Le Conseil conjoint des partis politiques éthiopiens a publié jeudi une déclaration sur sa page de médias sociaux exprimant son soutien au protocole d’accord signé entre l’Éthiopie et le Somaliland le 1er janvier 2024 dans la capitale éthiopienne, Addis-Abeba.
Le conseil a déclaré avoir tenu une assemblée générale le 9 janvier 2024, au cours de laquelle les parties participantes ont approuvé « à l’unanimité » le protocole d’accord entre l’Éthiopie et le Somaliland. Ce soutien est intervenu après une évaluation approfondie du contenu de l’accord et des discussions sur les opportunités et les menaces liées au protocole d’accord.
« Considérant sa mise en œuvre, nous avons délibéré sur les opportunités et menaces internes et externes, et nous souhaitons vous assurer que nous sommes unis, exprimant notre détermination à contribuer au succès de l’accord », indique le communiqué.
Le conseil a également exhorté les partis politiques et le public à jouer un rôle positif dans leurs capacités respectives.
Créé par 119 partis politiques qui ont signé un accord sur des règles de procédure communes, le Conseil, selon les informations du Conseil électoral éthiopien, vise à aider les partis politiques à faire respecter la Proclamation et à traiter les questions communes de l’ordre du jour. Son objectif est de résoudre à l’amiable diverses questions de mise en œuvre, de démocratie et de droits de l’homme survenant au cours du processus électoral tout en promouvant la suprématie de l’État de droit en Éthiopie.
L’Éthiopie a révélé que l’accord avec le Somaliland serait finalisé un mois après la signature de l’accord. Une fois pleinement exécuté, l’Éthiopie devrait acquérir un terrain loué de 20 kilomètres le long de la côte du Somaliland, destiné à être utilisé comme base militaire et pour le commerce maritime. En échange, le Somaliland recevra un pourcentage des parts des actifs nationaux de l’Éthiopie, notamment la compagnie aérienne éthiopienne, ainsi que diverses coopérations économiques, sociales et militaires et la reconnaissance de son statut d’État.
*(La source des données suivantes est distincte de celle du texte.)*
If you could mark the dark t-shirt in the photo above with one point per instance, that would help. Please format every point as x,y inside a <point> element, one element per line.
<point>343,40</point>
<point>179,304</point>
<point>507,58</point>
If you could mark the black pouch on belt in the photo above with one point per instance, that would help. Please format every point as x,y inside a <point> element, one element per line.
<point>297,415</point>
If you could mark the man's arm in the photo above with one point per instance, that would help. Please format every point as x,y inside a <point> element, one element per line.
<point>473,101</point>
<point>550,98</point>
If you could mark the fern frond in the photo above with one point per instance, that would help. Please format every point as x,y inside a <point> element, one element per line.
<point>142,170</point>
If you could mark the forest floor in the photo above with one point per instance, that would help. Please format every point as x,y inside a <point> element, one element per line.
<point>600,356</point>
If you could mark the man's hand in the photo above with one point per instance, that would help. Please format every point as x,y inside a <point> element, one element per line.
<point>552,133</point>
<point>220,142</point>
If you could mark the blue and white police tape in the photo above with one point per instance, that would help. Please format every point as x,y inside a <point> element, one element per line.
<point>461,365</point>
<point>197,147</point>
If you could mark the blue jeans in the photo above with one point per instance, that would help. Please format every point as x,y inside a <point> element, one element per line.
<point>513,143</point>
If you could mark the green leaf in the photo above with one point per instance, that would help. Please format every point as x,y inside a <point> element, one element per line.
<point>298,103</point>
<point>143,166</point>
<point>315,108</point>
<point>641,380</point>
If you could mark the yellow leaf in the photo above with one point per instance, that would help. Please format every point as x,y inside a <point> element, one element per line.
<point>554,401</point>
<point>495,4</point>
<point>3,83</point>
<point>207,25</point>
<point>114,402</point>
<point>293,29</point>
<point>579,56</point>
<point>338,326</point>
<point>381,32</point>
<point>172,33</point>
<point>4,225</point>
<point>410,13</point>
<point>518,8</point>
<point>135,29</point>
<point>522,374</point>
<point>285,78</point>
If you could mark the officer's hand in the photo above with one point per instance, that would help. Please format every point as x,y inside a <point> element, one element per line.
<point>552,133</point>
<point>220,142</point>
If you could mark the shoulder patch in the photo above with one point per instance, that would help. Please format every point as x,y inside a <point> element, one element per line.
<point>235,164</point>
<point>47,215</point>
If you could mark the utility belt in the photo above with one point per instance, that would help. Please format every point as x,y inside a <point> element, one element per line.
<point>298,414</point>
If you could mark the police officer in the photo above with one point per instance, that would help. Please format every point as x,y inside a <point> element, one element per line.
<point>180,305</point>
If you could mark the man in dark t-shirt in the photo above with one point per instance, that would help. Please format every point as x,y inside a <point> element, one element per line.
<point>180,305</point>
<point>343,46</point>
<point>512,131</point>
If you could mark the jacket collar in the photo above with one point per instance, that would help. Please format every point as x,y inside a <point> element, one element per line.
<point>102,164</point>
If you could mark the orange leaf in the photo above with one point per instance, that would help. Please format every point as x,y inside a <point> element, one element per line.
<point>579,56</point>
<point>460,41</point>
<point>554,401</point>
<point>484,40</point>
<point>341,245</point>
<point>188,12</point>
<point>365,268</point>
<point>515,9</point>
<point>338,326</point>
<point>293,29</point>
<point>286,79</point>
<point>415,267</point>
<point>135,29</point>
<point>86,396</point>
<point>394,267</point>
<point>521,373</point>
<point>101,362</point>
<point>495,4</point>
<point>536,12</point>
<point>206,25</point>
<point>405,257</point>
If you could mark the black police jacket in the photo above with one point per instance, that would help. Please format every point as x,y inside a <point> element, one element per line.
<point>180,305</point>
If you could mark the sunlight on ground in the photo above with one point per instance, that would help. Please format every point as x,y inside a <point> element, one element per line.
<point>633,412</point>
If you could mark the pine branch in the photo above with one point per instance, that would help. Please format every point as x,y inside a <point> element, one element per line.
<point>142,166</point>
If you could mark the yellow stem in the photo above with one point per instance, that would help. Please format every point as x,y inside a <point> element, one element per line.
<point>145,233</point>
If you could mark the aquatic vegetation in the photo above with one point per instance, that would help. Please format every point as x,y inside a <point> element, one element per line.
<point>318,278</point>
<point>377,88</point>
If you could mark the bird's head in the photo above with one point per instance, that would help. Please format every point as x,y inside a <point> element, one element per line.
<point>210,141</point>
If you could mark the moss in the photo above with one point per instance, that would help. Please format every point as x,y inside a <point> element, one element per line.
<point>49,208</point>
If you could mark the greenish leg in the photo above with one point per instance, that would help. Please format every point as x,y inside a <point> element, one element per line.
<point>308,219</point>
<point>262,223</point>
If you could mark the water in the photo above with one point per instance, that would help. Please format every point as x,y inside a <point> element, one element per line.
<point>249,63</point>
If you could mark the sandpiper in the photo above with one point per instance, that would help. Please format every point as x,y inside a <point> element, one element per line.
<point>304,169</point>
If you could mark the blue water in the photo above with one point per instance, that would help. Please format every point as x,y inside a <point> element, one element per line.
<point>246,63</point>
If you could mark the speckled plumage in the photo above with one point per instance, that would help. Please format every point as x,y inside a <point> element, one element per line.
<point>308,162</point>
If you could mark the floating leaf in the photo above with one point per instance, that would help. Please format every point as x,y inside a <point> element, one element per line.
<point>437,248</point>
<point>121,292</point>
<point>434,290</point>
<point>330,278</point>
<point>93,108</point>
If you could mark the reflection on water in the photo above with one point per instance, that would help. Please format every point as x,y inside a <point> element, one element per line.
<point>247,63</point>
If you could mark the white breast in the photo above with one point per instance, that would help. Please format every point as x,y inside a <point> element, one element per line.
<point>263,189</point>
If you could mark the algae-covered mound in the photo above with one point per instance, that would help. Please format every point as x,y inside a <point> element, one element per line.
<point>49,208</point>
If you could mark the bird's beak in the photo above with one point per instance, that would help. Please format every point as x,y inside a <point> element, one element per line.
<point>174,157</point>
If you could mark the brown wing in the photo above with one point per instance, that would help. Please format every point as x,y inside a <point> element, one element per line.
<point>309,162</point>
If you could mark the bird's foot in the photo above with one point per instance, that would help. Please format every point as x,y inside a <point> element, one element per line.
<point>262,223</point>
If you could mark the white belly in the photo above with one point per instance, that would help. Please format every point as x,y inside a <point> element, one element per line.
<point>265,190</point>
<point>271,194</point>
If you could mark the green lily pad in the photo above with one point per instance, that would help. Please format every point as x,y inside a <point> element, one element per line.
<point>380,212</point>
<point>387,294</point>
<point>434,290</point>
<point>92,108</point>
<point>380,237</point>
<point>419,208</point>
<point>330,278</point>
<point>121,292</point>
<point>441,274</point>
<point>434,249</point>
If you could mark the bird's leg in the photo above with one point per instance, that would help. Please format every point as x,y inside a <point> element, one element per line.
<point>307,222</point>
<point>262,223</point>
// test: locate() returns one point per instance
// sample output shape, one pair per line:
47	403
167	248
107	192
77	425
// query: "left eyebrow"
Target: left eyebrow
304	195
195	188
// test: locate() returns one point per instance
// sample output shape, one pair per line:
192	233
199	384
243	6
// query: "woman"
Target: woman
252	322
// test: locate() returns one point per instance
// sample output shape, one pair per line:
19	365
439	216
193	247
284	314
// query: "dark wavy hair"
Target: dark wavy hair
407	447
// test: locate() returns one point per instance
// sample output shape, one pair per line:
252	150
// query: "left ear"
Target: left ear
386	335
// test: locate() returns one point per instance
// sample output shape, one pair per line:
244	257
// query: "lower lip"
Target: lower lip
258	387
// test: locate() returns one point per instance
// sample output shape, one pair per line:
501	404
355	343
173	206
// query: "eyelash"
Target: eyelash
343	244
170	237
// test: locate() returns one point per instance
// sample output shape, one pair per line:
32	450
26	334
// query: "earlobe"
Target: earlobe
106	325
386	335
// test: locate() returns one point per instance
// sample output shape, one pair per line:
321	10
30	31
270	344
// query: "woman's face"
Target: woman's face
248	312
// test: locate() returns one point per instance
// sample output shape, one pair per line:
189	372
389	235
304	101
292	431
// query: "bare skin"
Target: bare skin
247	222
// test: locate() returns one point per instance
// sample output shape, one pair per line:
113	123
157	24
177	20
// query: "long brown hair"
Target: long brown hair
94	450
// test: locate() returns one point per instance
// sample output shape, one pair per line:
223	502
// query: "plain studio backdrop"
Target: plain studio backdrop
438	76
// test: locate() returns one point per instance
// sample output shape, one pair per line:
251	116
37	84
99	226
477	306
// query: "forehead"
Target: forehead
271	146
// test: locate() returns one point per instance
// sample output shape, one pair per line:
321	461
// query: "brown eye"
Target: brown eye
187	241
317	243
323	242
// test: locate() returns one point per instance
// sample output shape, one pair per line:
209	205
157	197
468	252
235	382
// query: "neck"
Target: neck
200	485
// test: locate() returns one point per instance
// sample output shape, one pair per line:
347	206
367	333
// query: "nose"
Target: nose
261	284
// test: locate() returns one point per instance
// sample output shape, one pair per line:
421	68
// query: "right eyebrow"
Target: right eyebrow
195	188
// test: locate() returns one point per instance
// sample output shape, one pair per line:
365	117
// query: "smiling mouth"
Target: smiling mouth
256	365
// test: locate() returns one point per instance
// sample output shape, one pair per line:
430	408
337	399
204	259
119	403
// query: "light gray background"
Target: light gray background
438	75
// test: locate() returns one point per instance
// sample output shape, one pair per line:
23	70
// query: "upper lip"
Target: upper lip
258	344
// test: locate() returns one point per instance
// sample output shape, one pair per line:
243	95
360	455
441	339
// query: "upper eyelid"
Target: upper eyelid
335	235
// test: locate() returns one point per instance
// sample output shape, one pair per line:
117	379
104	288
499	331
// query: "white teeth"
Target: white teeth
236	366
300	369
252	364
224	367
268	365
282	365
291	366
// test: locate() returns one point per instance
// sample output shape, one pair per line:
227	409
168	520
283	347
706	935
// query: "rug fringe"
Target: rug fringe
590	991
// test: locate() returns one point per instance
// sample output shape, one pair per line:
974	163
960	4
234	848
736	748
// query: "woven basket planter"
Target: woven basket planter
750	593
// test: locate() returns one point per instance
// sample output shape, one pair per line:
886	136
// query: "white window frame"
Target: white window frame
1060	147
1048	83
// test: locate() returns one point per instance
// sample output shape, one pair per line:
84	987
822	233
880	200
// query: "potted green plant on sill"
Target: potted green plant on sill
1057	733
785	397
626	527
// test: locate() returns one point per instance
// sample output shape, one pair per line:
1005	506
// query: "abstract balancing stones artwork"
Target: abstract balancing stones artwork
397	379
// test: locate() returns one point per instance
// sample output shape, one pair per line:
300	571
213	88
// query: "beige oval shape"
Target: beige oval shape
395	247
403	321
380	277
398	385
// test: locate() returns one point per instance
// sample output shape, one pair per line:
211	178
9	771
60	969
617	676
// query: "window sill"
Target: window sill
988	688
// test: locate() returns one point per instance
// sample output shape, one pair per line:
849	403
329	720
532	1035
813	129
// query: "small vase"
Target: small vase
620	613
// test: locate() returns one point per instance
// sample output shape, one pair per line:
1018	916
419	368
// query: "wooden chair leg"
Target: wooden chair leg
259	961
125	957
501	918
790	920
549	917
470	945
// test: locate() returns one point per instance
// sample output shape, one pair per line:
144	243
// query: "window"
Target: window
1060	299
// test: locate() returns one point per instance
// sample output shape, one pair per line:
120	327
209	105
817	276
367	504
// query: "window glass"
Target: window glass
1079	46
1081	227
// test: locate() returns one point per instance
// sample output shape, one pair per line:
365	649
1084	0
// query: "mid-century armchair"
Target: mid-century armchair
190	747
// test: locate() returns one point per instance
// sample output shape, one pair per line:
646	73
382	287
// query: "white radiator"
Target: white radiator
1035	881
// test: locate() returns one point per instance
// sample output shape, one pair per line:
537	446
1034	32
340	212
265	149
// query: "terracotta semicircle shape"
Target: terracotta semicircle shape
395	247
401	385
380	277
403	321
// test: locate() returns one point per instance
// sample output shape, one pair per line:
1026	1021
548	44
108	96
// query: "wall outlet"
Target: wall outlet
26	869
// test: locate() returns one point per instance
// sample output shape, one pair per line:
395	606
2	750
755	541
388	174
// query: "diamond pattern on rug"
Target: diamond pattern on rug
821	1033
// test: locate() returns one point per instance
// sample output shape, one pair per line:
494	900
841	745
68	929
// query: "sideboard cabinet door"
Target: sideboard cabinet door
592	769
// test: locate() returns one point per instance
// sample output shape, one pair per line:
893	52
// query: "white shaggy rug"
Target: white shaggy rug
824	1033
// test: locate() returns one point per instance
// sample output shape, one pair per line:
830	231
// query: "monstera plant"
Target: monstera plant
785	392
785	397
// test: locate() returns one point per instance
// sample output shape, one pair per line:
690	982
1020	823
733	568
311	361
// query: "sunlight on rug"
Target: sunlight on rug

Bien que le protocole d’accord ait suscité le mécontentement en Somalie et dans certaines régions du Somaliland, il a suscité des conversations diplomatiques entre la Somalie et d’autres pays de la région. Cette semaine, le président somalien s’est rendu en Érythrée pour « informer » le président Isaias Afeworki des développements régionaux et a reçu une invitation à se rendre en Égypte. Jeudi, le président égyptien El-Sisi a envoyé un message au président érythréen Isaias Afeworki, délivré par le ministre égyptien des Affaires étrangères Sameh Hassan Shoukry, arrivé jeudi en Érythrée. Il existe également une opposition à l’accord en Éthiopie. Ceux qui s’y opposent affirment que cela pourrait rendre l’Éthiopie vulnérable et que le port n’est pas une priorité à ce stade. Ils affirment que la sécurité intérieure et l’unité auraient dû être la priorité.
Des inquiétudes ont été exprimées quant à un conflit potentiel entre l’Éthiopie et la Somalie à propos du protocole d’accord avec le Somaliland. Les États-Unis ont exhorté l’Éthiopie et la Somalie à résoudre leurs différends par le dialogue.
La Somalie et l’Éthiopie ont une histoire de guerre et de coopération. Dans les années 1970, la Somalie a envahi l’Éthiopie, réclamant jusqu’à 700 kilomètres de terres à l’intérieur de la frontière éthiopienne, alors que l’Éthiopie était confrontée à une crise interne. L’Éthiopie, avec le soutien de Cuba, a réussi à vaincre la Somalie et à récupérer toutes ses terres occupées par les forces somaliennes. À l’époque post-colonel Mengistu, la Somalie et l’Éthiopie coopéraient sur les questions de sécurité avec la reconnaissance des Nations Unies. Des sources non officielles indiquent que jusqu’à 7 000 soldats éthiopiens ont été tués en Somalie alors qu’ils participaient à une mission de maintien de la paix de plus de deux décennies contre le militant Al-Shababa.
L’Éthiopie dépense chaque année plus de 2 milliards de dollars en location portuaire à Djibouti. Outre le fardeau économique, l’Éthiopie a exprimé des préoccupations en matière de sécurité découlant de sa situation géopolitique à proximité de la mer Rouge et du golfe d’Aden.